Ansible philosophy for those new to the list == keep it simple

Michael_DeHaan · June 20, 2013, 9:05pm

This is not meant to be anything as formal as the “Zen of Python”, but I figured I’d type it up since we’ve multiplied userland by 100x since we last talked about the design goals of the system.

I tend to be detecting a lot of questions about “how do I do super-complicated-thing” lately, and wanted to avoid the impression that I’m trying to squash that discussion any.

However, it’s true… Ansible as a project dislikes complexity! This I do
try to squash, and I am going to fight to make sure we maintain that current aesthethic, and simple way that we can explain everything to everyone.

Ansible playbooks are meant to be minimialistic and simple, super easy to read, very little to guess about. A small number of concepts, not a lot.

Playbooks are about plain English, and I like to talk in plain English too. That means everything we do need to be simple to explain, and that means there should be (as Python says) one logical way to do something (rather than like 5).

In that vein, if you find yourself trying to be clever, to over abstract, etc, in writing content, I’d say step back a bit and trust the system for a while, and see if you REALLY need those levels of academic abstraction.

Ansible wants you to follow an easier path. I won’t say things can’t evolve, but we do and will actively resist expanding the syntax until there’s a vast visible need for new syntax. (Roles came in for 1.2 because of one of those needs and I’m pretty happy with them fitting in with the aesthethic), but I’m also cautious about seeing things evolve
too quickly.

If you come from a development background, you’ll quickly note Ansible is not meant to be a programming language. Over the last year we’ve adopted some ‘pluggable’ things that can make playbooks complicated, I’d recommend not racing into needing to use them all at
once. Lookup plugins? You probably won’t need them initially. Etc.
Think of it more as a modelling system (like Legos?) than a programming language.

It’s not meant to be a tool you should have to obsess over, and it believes “perfect is the enemy of good” in many cases. Ansible
wants you to get something done and move on and go back to do
something else that is not Ansible

The idea with Ansible is you should be able to write some content, get it working, and not touch it again… You shouldn’t have to edit Ansible content every single day, it wants to help you and be unobstrusive.

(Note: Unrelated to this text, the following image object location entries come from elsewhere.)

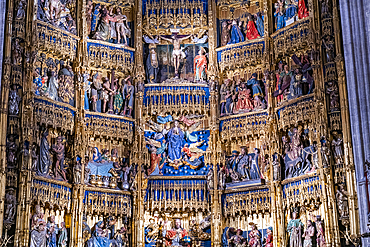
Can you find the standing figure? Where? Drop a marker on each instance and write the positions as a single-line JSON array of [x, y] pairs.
[[256, 90], [225, 33], [58, 151], [53, 87], [177, 53], [152, 65], [279, 16], [10, 204], [118, 98], [63, 236], [95, 17], [21, 12], [128, 94], [175, 235], [260, 23], [308, 234], [106, 93], [320, 236], [302, 10], [200, 66], [295, 228], [291, 9], [14, 100], [255, 172], [87, 90], [38, 235], [77, 171], [236, 34], [251, 32], [342, 201], [243, 164], [254, 236], [268, 240], [66, 85], [337, 148], [244, 103], [96, 87], [103, 28], [122, 28], [296, 82], [325, 153], [44, 158], [238, 240], [175, 142], [276, 167]]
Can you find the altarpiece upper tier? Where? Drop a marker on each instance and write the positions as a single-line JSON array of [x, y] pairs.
[[175, 123]]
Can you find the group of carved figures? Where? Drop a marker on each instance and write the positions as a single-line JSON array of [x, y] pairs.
[[104, 233], [56, 86], [177, 236], [49, 161], [287, 12], [243, 167], [294, 82], [300, 156], [235, 238], [236, 31], [122, 172], [239, 96], [107, 23], [154, 69], [47, 234], [109, 95], [313, 235], [57, 13]]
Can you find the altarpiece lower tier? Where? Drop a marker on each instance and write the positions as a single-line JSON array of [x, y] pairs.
[[175, 123]]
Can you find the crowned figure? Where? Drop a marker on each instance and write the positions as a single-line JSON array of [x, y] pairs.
[[175, 236]]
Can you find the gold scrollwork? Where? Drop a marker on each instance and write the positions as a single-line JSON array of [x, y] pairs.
[[109, 57], [56, 41], [293, 38], [114, 127], [241, 55]]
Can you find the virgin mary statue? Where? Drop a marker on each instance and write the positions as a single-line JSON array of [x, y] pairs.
[[175, 142]]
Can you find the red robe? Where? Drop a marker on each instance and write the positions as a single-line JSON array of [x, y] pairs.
[[302, 10], [252, 32]]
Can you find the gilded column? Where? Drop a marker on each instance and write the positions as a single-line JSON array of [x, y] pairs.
[[5, 83], [354, 222]]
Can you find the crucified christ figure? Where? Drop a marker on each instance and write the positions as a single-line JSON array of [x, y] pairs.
[[177, 53]]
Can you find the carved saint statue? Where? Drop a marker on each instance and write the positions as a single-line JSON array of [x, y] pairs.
[[44, 157], [254, 236], [309, 234], [320, 229], [38, 235], [152, 65], [337, 148], [175, 235], [342, 201], [58, 150], [200, 66], [177, 53], [295, 228]]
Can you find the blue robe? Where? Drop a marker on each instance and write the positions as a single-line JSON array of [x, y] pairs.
[[260, 26], [175, 143], [280, 20], [256, 88], [291, 11], [236, 35]]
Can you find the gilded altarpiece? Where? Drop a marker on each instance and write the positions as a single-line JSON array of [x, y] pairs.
[[175, 123]]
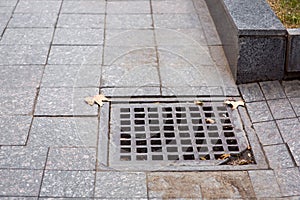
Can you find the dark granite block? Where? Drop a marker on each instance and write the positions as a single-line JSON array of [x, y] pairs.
[[260, 58], [293, 58]]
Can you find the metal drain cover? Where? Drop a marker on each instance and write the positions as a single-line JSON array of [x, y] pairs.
[[158, 135]]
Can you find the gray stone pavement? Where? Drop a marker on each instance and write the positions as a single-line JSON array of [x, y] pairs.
[[54, 53]]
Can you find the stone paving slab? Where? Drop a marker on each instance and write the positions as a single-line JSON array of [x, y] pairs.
[[71, 159], [71, 76], [33, 20], [68, 184], [14, 129], [118, 185], [62, 132], [20, 182], [21, 157]]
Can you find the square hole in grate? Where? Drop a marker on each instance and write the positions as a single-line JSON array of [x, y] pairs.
[[174, 132]]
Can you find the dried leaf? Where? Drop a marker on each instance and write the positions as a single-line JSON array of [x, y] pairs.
[[224, 156], [210, 121], [89, 100], [99, 99], [234, 104], [199, 103]]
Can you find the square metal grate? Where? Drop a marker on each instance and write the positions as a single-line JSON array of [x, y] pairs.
[[182, 133]]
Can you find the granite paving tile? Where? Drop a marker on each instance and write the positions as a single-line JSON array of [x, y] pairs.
[[14, 129], [27, 76], [259, 111], [8, 3], [118, 185], [20, 182], [68, 184], [71, 159], [289, 129], [251, 92], [80, 55], [292, 88], [62, 132], [174, 186], [26, 36], [128, 21], [81, 21], [129, 76], [129, 56], [17, 101], [180, 55], [20, 157], [88, 7], [118, 7], [173, 6], [180, 37], [65, 101], [29, 6], [33, 20], [278, 156], [23, 54], [131, 91], [281, 108], [268, 133], [296, 105], [176, 21], [71, 76], [289, 181], [213, 185], [137, 38], [272, 90], [70, 36], [264, 184]]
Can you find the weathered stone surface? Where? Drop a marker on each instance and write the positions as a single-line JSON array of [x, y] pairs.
[[122, 7], [292, 88], [118, 185], [17, 101], [251, 92], [26, 36], [26, 76], [71, 76], [281, 108], [264, 184], [65, 101], [278, 156], [77, 55], [71, 36], [14, 129], [129, 21], [20, 182], [61, 132], [268, 133], [259, 111], [81, 21], [71, 159], [272, 90], [81, 6], [68, 184], [20, 157], [212, 185], [289, 181], [176, 21]]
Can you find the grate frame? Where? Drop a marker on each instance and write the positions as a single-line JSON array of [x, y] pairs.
[[174, 134]]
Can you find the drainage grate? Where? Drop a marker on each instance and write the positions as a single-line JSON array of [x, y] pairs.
[[174, 133]]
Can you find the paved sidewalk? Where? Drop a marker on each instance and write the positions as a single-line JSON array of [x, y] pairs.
[[54, 53]]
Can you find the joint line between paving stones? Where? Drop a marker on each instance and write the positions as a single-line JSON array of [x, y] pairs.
[[156, 47]]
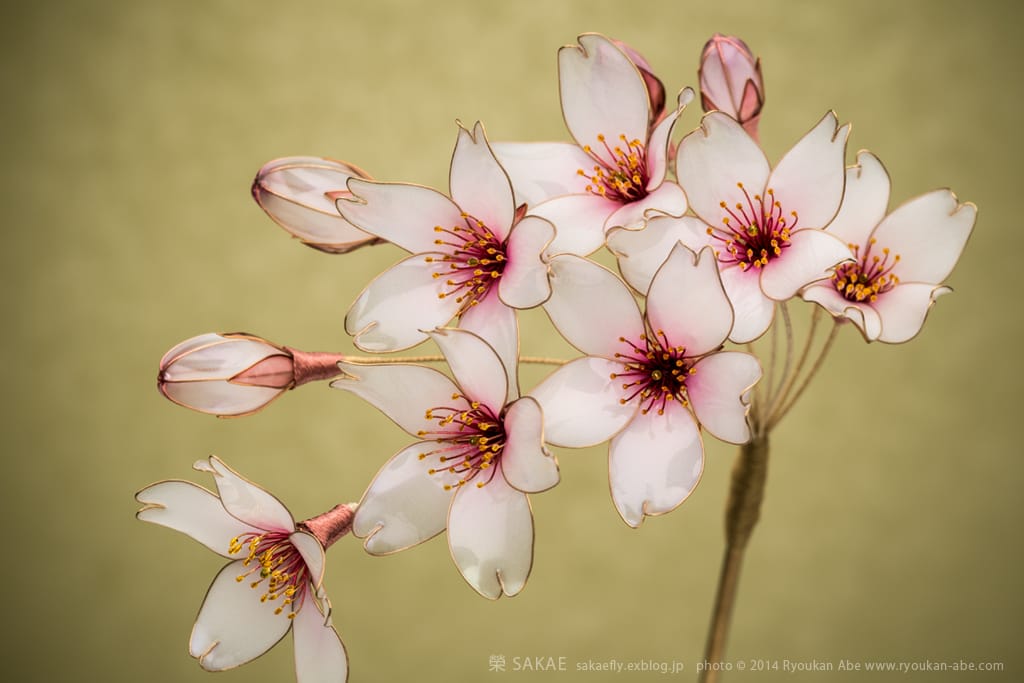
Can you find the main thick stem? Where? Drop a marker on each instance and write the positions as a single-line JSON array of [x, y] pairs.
[[741, 513]]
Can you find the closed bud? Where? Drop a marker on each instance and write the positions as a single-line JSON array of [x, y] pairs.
[[730, 81], [299, 194]]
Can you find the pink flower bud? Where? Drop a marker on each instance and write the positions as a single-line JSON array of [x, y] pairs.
[[231, 375], [299, 194], [730, 81]]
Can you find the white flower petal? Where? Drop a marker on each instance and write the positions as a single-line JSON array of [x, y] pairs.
[[245, 500], [712, 160], [579, 221], [654, 463], [864, 201], [499, 326], [754, 311], [581, 402], [194, 511], [479, 184], [525, 463], [928, 232], [718, 391], [392, 311], [320, 654], [524, 281], [687, 303], [403, 214], [602, 94], [810, 177], [541, 171], [642, 252], [401, 392], [477, 370], [811, 256], [903, 309], [294, 191], [404, 505], [233, 627], [591, 306], [669, 200], [491, 536]]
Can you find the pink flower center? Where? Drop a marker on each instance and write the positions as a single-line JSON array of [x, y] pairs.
[[624, 181], [475, 260], [755, 233], [868, 276], [470, 441], [654, 372], [275, 567]]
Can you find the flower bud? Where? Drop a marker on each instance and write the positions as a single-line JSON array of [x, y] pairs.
[[730, 81], [299, 194], [231, 375]]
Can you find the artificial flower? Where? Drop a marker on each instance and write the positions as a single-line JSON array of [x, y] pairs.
[[476, 458], [900, 259], [649, 381], [614, 174], [273, 581]]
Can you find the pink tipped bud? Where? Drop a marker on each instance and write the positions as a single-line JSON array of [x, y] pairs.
[[730, 81], [655, 89], [299, 194], [232, 375]]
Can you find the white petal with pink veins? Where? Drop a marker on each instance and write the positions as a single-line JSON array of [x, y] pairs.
[[903, 309], [718, 391], [591, 306], [491, 536], [602, 94], [928, 232], [810, 177], [581, 402], [861, 314], [864, 201], [687, 303], [654, 463], [811, 256], [401, 392], [543, 170], [524, 281], [525, 463], [479, 184], [579, 221], [642, 252], [499, 326], [233, 627], [252, 504], [667, 200], [404, 505], [320, 654], [392, 311], [475, 365], [712, 160], [403, 214], [754, 311], [194, 511]]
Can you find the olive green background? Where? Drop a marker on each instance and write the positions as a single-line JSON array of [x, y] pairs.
[[892, 525]]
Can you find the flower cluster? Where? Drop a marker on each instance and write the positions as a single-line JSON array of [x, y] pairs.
[[711, 242]]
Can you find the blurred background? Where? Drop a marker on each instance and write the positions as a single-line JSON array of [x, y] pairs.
[[892, 524]]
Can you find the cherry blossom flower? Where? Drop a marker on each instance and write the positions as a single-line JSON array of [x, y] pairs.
[[476, 458], [614, 174], [475, 256], [900, 259], [273, 581], [300, 195], [648, 382], [763, 223]]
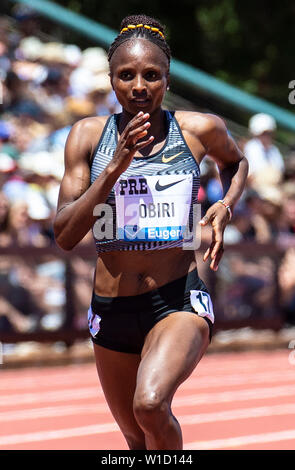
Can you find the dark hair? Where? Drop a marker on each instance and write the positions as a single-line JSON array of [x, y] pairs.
[[141, 32]]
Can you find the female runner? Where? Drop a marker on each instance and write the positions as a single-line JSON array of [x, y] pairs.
[[151, 316]]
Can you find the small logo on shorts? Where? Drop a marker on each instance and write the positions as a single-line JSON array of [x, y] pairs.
[[93, 322]]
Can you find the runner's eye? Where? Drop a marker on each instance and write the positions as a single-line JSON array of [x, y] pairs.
[[151, 76], [125, 75]]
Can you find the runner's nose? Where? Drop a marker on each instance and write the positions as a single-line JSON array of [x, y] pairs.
[[139, 86]]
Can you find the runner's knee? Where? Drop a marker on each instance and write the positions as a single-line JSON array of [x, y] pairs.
[[150, 408]]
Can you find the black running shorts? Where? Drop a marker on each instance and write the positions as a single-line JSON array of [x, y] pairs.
[[122, 323]]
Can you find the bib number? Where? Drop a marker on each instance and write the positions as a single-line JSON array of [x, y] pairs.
[[153, 208]]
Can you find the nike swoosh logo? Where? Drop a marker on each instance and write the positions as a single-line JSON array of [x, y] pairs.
[[168, 159], [159, 187]]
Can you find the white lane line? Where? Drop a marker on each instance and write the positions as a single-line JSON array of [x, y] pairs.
[[58, 434], [47, 381], [60, 395], [236, 395], [112, 427], [237, 414], [52, 412], [243, 440], [190, 383], [191, 419], [179, 400], [238, 379]]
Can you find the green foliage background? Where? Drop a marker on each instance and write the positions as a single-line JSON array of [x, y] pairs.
[[246, 43]]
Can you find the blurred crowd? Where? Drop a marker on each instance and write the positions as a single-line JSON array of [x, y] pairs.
[[46, 86]]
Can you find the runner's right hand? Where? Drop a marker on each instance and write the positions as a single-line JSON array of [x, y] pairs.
[[128, 143]]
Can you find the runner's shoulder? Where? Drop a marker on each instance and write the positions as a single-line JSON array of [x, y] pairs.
[[200, 124], [90, 125]]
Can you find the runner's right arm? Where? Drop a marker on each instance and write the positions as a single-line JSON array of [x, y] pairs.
[[77, 197]]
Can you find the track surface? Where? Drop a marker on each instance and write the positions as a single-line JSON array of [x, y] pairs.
[[242, 400]]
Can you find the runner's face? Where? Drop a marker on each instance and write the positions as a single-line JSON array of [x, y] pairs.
[[139, 76]]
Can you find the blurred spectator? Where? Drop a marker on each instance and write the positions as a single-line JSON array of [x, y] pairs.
[[287, 285], [261, 152], [20, 230]]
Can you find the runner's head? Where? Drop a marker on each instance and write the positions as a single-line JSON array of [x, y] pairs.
[[144, 27], [139, 61]]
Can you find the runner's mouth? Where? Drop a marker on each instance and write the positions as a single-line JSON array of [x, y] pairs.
[[141, 101]]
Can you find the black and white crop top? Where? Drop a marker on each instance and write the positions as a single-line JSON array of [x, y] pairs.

We care a lot about backwards compatibility, and try to keep things working. For this reason, we also move slow on language changes and make sure there’s a very well validated need for them among a large percentage of user land.

However, we move fast on modules… we’ll include modules for all kinds of popular services.

We try to minimize syntax and new things, and things with lots of buzzwords that make it hard to explain, or make the technology less suitable for newcomers. This means both computer-sciencey terminology as well as meme-related things. We could have choosen to associate everything with names composed with some components of the sheep shearing industry (arbitrarily), but did not, on purpose. Thus, also in conversations, we value directness and simple real world examples, rather than theory.

Finally, what we are building here is not just a configuration management tool – but a tool that can be used for configuration, app deployment, and general IT orchestration purposes. As a result, some things are going to be more flexible and open ended. Also as a result, attempting to apply strictly configuration management based ideas to things may also not quite always fit 100%. We’re not just automating the one-node-standing alone, etc.

We try to be different by not porting every single idea from every other tool out there – but modelling what works, and in ways that make Ansible efficient to help you work on content.

So anyway, I hope that helps make it a bit clear where I am coming from, especially from the influx of new folks coming from other toolchains.

Don’t try to port all of your previous systems over directly, but see how they fit naturally, and I think you’ll find it more enjoyable!

Anyway, I hope that explains – just a bit – my views on complexity, language evolution, and why I’m not super anxious to throw in a lot of new concepts.

We have a SUPER large community that could easily take us in 5000 different directions at once, and I think if Ansible is to stay true to itself, it ponders all of them really carefully, least it fall down the traps of previous projects – where it becomes really hard to explain, full of inconsistencies and secret hard-to-acquire knowledge and so on.

There you have it

kahlil.hodgson · June 20, 2013, 11:57pm

Ansible playbooks are meant to be minimialistic and simple, super easy to
read, very little to guess about. A small number of concepts, not a lot.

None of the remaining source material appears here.